Find the affine transformation between 2 triangles in 3D

Question

I have a triangle T and its transformed version T' – i.e, I know the correspondence of vertices between the two triangles.

Is it possible to find the affine transformation A, that transformed T to T'?

I know v1,v2,v3 of T and v1',v2',v3' of T', where each v has a 3D coordinate (x,y,z).

The affine transformation I believe has 12 parameters, so ideally I'd need 4 points to find A. But is there a way to do it with 3 known points (even if approximately)?

Thank you for any ideas..

Answer 1

We assume that the two triangles are non-degenerate.

In fact, in the general case, a linear transform fulfilling the task. Here is how.
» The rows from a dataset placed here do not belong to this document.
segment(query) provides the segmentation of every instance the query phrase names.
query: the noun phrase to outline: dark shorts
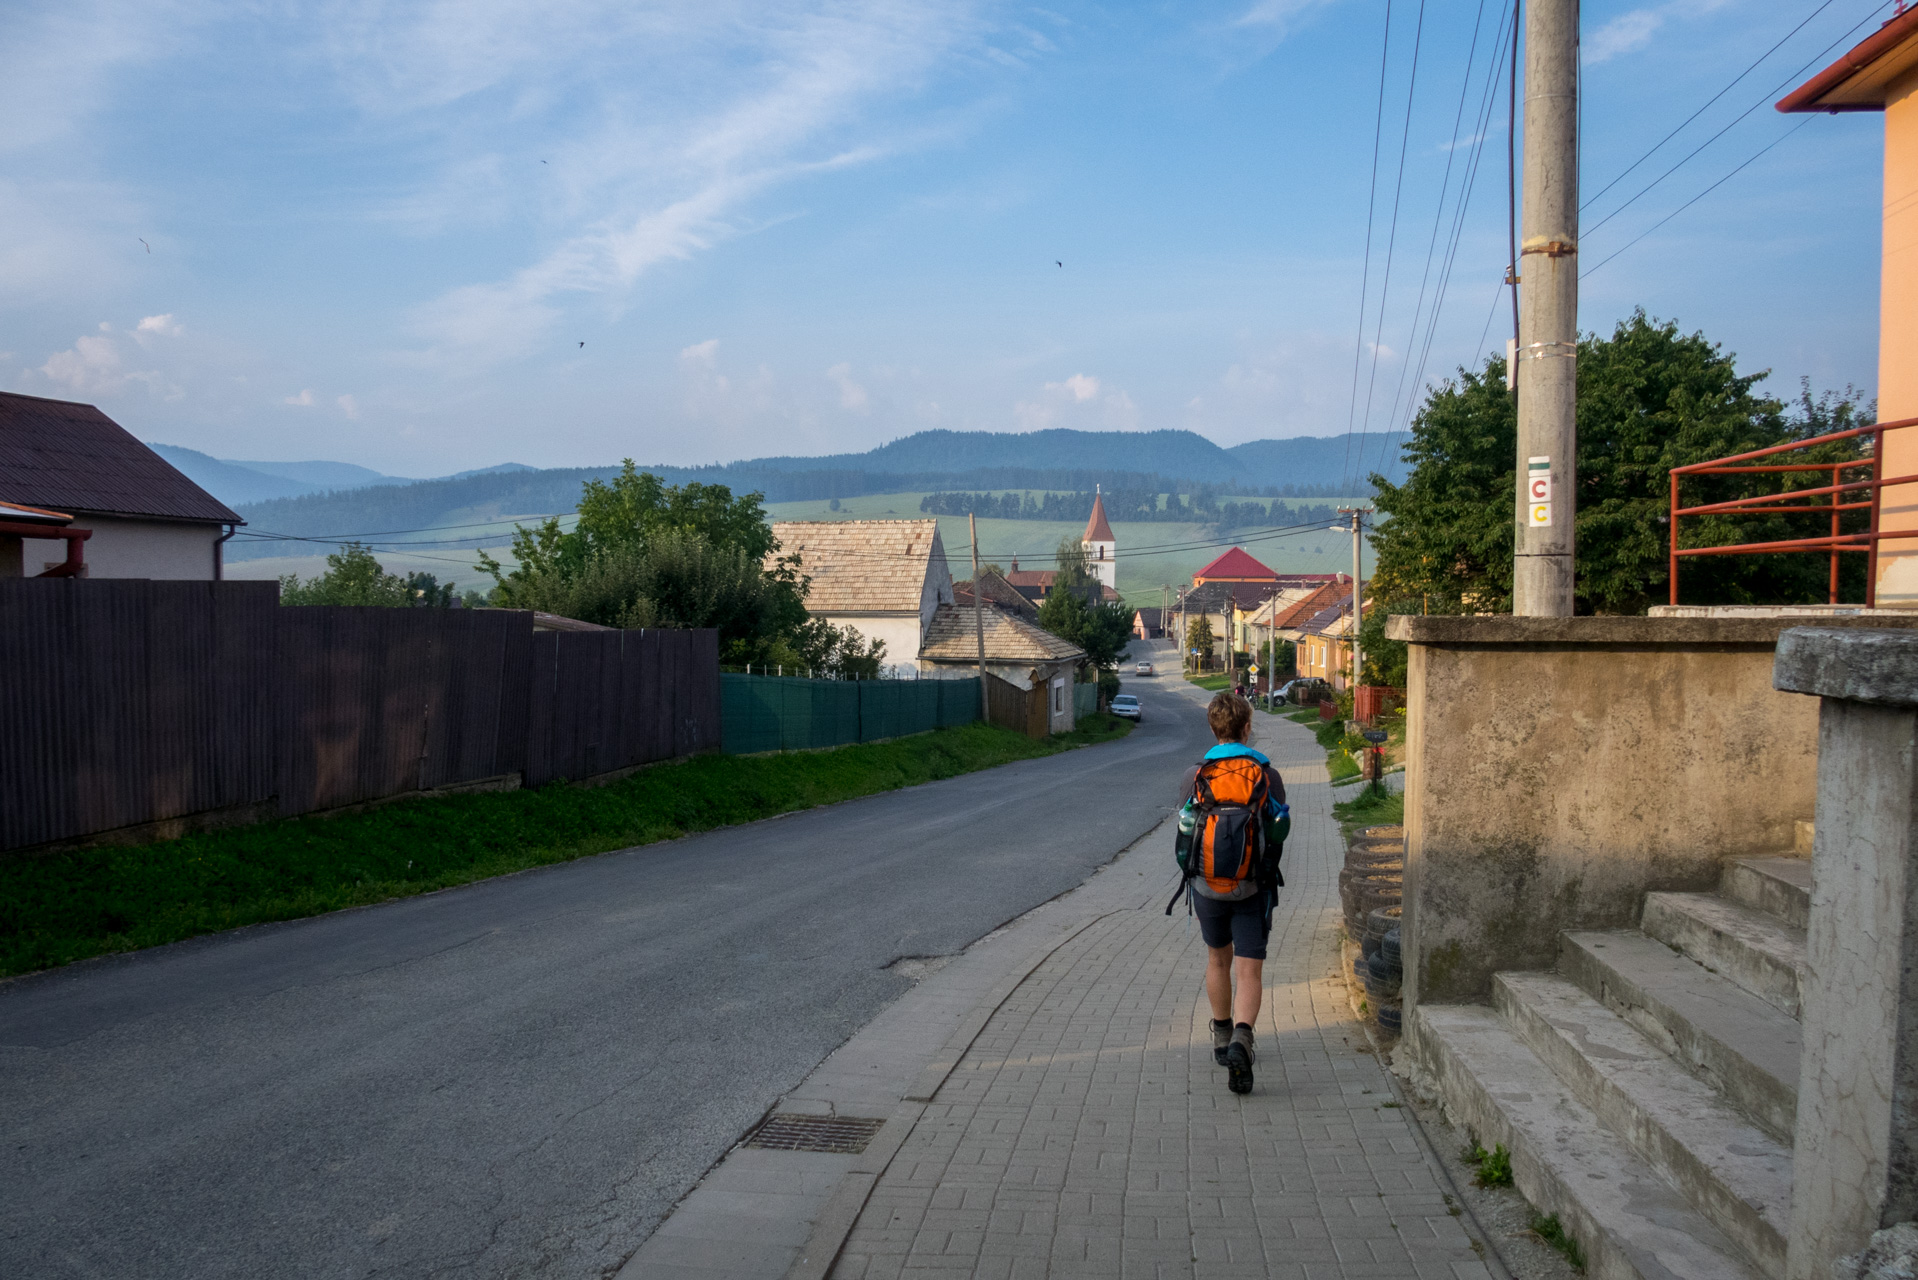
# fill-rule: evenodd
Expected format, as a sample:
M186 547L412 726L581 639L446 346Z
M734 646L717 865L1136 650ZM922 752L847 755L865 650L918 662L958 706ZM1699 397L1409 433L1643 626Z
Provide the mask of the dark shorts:
M1230 943L1235 956L1265 959L1265 939L1270 930L1265 924L1264 894L1221 902L1195 893L1192 914L1199 917L1199 936L1205 939L1206 946L1217 950Z

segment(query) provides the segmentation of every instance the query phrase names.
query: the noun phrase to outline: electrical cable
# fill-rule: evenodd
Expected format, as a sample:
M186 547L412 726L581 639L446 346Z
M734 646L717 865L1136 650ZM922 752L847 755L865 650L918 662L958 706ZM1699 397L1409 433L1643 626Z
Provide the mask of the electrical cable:
M1385 137L1385 72L1392 53L1392 0L1385 0L1385 37L1379 46L1379 101L1372 121L1372 185L1365 197L1365 258L1359 273L1359 332L1352 340L1352 397L1345 410L1345 457L1339 463L1339 487L1352 479L1352 425L1359 411L1359 363L1365 357L1365 309L1372 296L1372 219L1379 194L1379 144Z

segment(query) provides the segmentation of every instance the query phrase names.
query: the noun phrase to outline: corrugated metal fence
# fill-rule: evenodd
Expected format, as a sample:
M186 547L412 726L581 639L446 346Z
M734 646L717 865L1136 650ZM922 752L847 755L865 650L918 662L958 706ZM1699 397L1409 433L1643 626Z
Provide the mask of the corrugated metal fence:
M1096 684L1075 684L1072 686L1072 718L1074 721L1099 713L1099 686Z
M979 718L979 681L719 677L725 749L797 751L897 738Z
M282 608L271 582L0 580L0 849L719 745L712 631Z

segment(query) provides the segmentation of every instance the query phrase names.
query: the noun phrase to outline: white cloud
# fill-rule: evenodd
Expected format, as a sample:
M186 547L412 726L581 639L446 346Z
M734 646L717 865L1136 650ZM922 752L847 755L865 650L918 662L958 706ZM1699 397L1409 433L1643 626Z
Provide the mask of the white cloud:
M280 403L296 404L301 406L310 405L313 403L313 388L308 387L306 390L300 392L296 396L288 396L285 400L282 400Z
M340 412L349 418L358 418L360 416L360 402L352 396L338 396L334 399L333 403L340 406Z
M146 317L134 326L134 332L158 334L162 338L177 338L180 336L181 329L180 322L175 320L173 313L169 311L162 316Z
M135 332L136 338L144 335ZM143 342L141 345L145 345ZM162 399L177 400L184 391L159 369L131 369L120 339L113 336L111 321L102 320L98 333L74 339L73 346L57 351L38 370L62 392L82 396L109 396L133 383Z
M1083 373L1075 373L1064 382L1046 383L1046 390L1055 389L1068 392L1074 400L1084 404L1099 394L1099 380Z
M840 363L826 370L826 376L839 387L839 407L855 413L866 411L866 389L852 380L852 366Z
M1581 42L1585 65L1597 66L1644 48L1665 25L1667 13L1665 9L1633 9L1613 18Z
M681 347L679 349L679 361L681 364L703 364L710 369L718 362L718 359L718 338L708 338L704 342L695 342L690 347Z
M1056 426L1130 431L1139 425L1139 406L1130 392L1105 390L1091 374L1075 373L1064 381L1048 382L1037 396L1019 401L1012 416L1022 431Z

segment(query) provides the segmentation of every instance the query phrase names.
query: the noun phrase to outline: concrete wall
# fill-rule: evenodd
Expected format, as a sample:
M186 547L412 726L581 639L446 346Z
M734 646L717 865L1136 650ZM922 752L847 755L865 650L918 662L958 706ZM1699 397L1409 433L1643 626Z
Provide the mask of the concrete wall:
M868 640L884 640L886 656L879 660L882 666L918 665L919 641L925 635L919 614L822 613L818 616L835 627L851 627ZM979 673L975 671L973 674Z
M1918 71L1885 95L1885 229L1878 284L1878 420L1918 418ZM1918 474L1918 430L1885 437L1889 476ZM1918 485L1884 492L1880 527L1918 529ZM1918 541L1887 542L1878 603L1918 607Z
M73 523L93 530L84 552L89 578L210 582L214 544L225 532L219 525L111 516L80 516ZM67 544L59 538L23 538L20 546L21 569L29 578L67 558Z
M1408 1012L1484 1001L1495 972L1551 968L1561 931L1633 925L1648 890L1792 847L1818 763L1813 701L1772 688L1793 621L1388 622L1411 643ZM1819 625L1861 623L1886 620Z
As $A$ must send $V_k$ onto $V'_k$ for $k=1,2,3$, we can write:

$$A \times \underbrace{\begin{pmatrix}|&|&|\\V_1&V_2&V_3\\|&|&|\end{pmatrix}}_{B} = \underbrace{\begin{pmatrix}|&|&|\\V'_1&V'_2&V'_3\\|&|&|\end{pmatrix}}_{B'}$$

Two cases :

• The general case : If $\{V_1,V_2,V_3\}$ are independent, matrix $B^{-1}$ exists, and we can take

$$A=B'B^{-1}$$

for the matrix of the transformation.

• If ${V_1,V_2,V_3}$ are dependent (it means that the plane defined by the initial triangle passes through the origin), corresponding matrix $B$ has rank $2$. Then, taking a translation $t$ along the normal vector of this plane, replacing $\{V_1,V_2,V_3\}$ by $t(\{V_1,V_2,V_3\})$, we are back to the previous case with the existence of a linear transform $\ell$ such that :

$$\ell(t(\{V_1,V_2,V_3\}))=\{V'_1,V'_2,V'_3\}$$

Therefore, composition $a=\ell \circ t$ is a solution.